World number one Novak Djokovic beat Italian seventh seed Matteo Berrettini 6-7(4) 6-4 6-4 6-3 on Sunday to win his sixth title at Wimbledon.
His third straight triumph at the All England Club also earned the Serbian a 20th Grand Slam title, equalling the men's record haul held by Switzerland's Roger Federer and Rafa Nadal of Spain.
"It means none of us three will stop," Djokovic said during the presentation ceremony when asked what the milestone meant to him.
"I have to pay great tribute to Rafa and Roger. They are legends of our sport and they are the two most important players that I ever faced in my career. They are the reason that I'm where I am today.
"They've helped me realise what I need to do in order to improve and get stronger mentally, physically, tactically.
"The last 10 years have been an incredible journey. It's not stopping here."
Having also won the Australian and French Open titles in 2021, Djokovic only needs to win the U.S. Open to become the first man since Rod Laver in 1969 to complete the calendar slam.
"I could definitely envisage that happening. I'm gonna definitely give it a shot," Djokovic added.
"I'm in great form and obviously playing well and playing my best tennis at Grand Slams. It is the highest priority that I have right now at this stage of my career. So let's keep it going."
He also completed the third leg towards achieving the Golden Slam. No man has ever won the four slams and an Olympic gold in the same year.
The 34-year-old, who came into the title clash having beaten Berrettini in both of their previous meetings, opened a 5-2 lead in the first set with an early break but the Italian fought back to force a tiebreak which he clinched to draw first blood.
It was only the second set the Serbian had lost in this year's championships. He reacted by racing to a 4-0 lead in the second set before going on to level the match.
A single break of serve in the third and two more breaks in the fourth were enough for Djokovic to close out the contest in front of a raucous Centre Court crowd, who kept on chanting the Italian underdog's name.
Djokovic sealed his place in the record books on his third match point when Berrettini's backhand slice landed in the net.
"That was more than a battle," Djokovic said.
"Winning Wimbledon was always a biggest dream of mine when I was a kid....I have to remind myself how special this is, and not take this for granted."
I believe I'm the best, says Djokovic after matching Federer and Nadal
The debate will rage on but Novak Djokovic believes he is the best player in the modern era after claiming a record-equalling 20th Grand Slam title by beating Italy's Matteo Berrettini in the Wimbledon final on Sunday.
By adding a sixth Wimbledon title to the second French Open he won last month and the ninth Australian crown he earned in February, the 34-year-old Serb has put together a sensational year which has moved him alongside Roger Federer and Rafa Nadal at the top of the list of men's Grand Slam winners.

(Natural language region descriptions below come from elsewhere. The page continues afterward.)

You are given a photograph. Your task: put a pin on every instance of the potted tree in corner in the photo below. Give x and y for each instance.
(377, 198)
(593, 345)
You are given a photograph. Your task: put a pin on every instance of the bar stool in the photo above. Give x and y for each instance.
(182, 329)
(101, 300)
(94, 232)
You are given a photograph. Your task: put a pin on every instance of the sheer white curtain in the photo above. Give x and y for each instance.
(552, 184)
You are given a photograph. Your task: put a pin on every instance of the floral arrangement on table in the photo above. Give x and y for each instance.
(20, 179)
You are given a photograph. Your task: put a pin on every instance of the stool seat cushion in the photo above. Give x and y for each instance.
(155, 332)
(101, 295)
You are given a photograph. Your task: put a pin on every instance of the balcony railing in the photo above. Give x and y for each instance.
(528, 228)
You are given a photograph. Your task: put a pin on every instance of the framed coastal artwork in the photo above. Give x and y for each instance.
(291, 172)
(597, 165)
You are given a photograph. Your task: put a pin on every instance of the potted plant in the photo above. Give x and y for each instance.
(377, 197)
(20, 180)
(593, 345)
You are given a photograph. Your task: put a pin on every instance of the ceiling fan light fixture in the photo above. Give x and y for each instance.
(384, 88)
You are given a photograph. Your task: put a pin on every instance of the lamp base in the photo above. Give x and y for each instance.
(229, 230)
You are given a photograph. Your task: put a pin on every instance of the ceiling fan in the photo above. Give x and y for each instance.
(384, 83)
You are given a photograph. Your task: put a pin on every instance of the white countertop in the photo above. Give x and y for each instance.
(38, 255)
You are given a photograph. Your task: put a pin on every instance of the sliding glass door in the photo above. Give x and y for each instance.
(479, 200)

With Swiss Federer close to his 40th birthday and Spaniard Nadal, 35, having lost his grip on Roland Garros after losing to Djokovic this year, the Serb is destined to forge ahead.
"I consider myself best and I believe that I am the best, otherwise I wouldn't be talking confidently about winning slams and making history," Djokovic, who withstood the ferocious firepower of Berrettini to win 6-7(4) 6-4 6-4 6-3 in a fever-pitch atmosphere on Centre Court, told reporters.

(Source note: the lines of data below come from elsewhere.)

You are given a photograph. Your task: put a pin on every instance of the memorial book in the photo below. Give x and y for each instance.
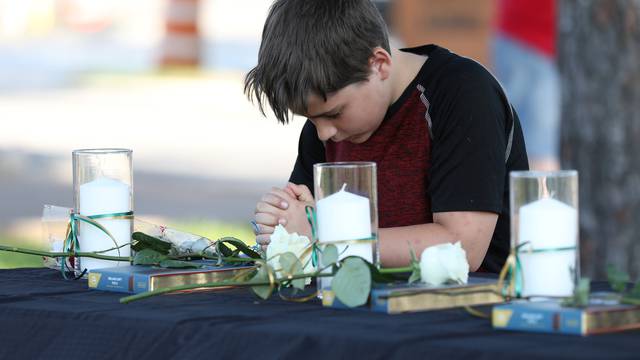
(551, 317)
(135, 279)
(401, 298)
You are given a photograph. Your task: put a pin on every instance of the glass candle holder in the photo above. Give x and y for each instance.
(103, 185)
(347, 211)
(544, 231)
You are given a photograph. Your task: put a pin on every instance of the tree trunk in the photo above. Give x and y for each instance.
(599, 58)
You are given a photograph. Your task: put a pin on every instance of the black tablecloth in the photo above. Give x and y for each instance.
(43, 316)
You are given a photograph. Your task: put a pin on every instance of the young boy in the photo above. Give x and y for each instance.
(438, 125)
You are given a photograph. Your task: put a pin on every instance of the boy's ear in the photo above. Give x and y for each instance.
(380, 62)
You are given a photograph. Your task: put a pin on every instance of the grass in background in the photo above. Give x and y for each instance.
(210, 229)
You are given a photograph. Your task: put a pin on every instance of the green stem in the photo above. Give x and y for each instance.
(63, 254)
(204, 256)
(128, 299)
(396, 270)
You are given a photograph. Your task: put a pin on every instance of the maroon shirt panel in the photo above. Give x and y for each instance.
(401, 148)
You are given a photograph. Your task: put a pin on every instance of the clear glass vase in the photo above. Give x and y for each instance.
(103, 186)
(346, 211)
(544, 232)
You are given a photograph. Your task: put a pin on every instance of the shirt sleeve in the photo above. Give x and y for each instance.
(310, 152)
(469, 144)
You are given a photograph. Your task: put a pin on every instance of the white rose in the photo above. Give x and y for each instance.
(282, 242)
(443, 263)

"But whether I'm the greatest of all time or not, I leave that debate to other people. I said before that it's very difficult to compare the eras of tennis.
"We have different rackets, technology, balls, courts. It's just completely different conditions that we're playing in, so it's very hard to compare tennis from 50 years ago to today."
Djokovic declared himself "honoured to be part of the conversation" but the evidence is stacking up in his favour after his third successive Wimbledon title.
Djokovic is the only one of the golden trio to win every Grand Slam title at least twice and he is the first player since Rod Laver in 1969 to win the year's first three Grand Slams.
Should he win a fourth U.S. Open later this year he will match Laver's calendar-year Slam of 1969 that has proven beyond all the greats since, including Federer and Nadal.
He also holds the record for most weeks ranked number one on the ATP rankings -- 328 and counting after surpassing Federer's mark of 310 weeks in March.
Incredibly, when Djokovic won his second Grand Slam title in 2011, Federer already had 16 and Nadal nine.
The relentless Serb said it was not until a few years ago that he thought he could challenge their duopoly.
"I probably started thinking about trying to reach the record of most Grand Slams won, most weeks at number one, probably two to three years ago," he said.
"Before that it seemed a little bit out of reach. I've always kind of believed that I could play my best tennis in Grand Slams and give myself a good chance to win any slam really on any surface because I know what I'm capable of.
"I know I have a very complete game that has proven to be successful on all surfaces in the past.
"It's really fortunate for me and incredible that it's all coming together in the same year. That's something that I didn't expect, but I always dream of achieving the biggest things."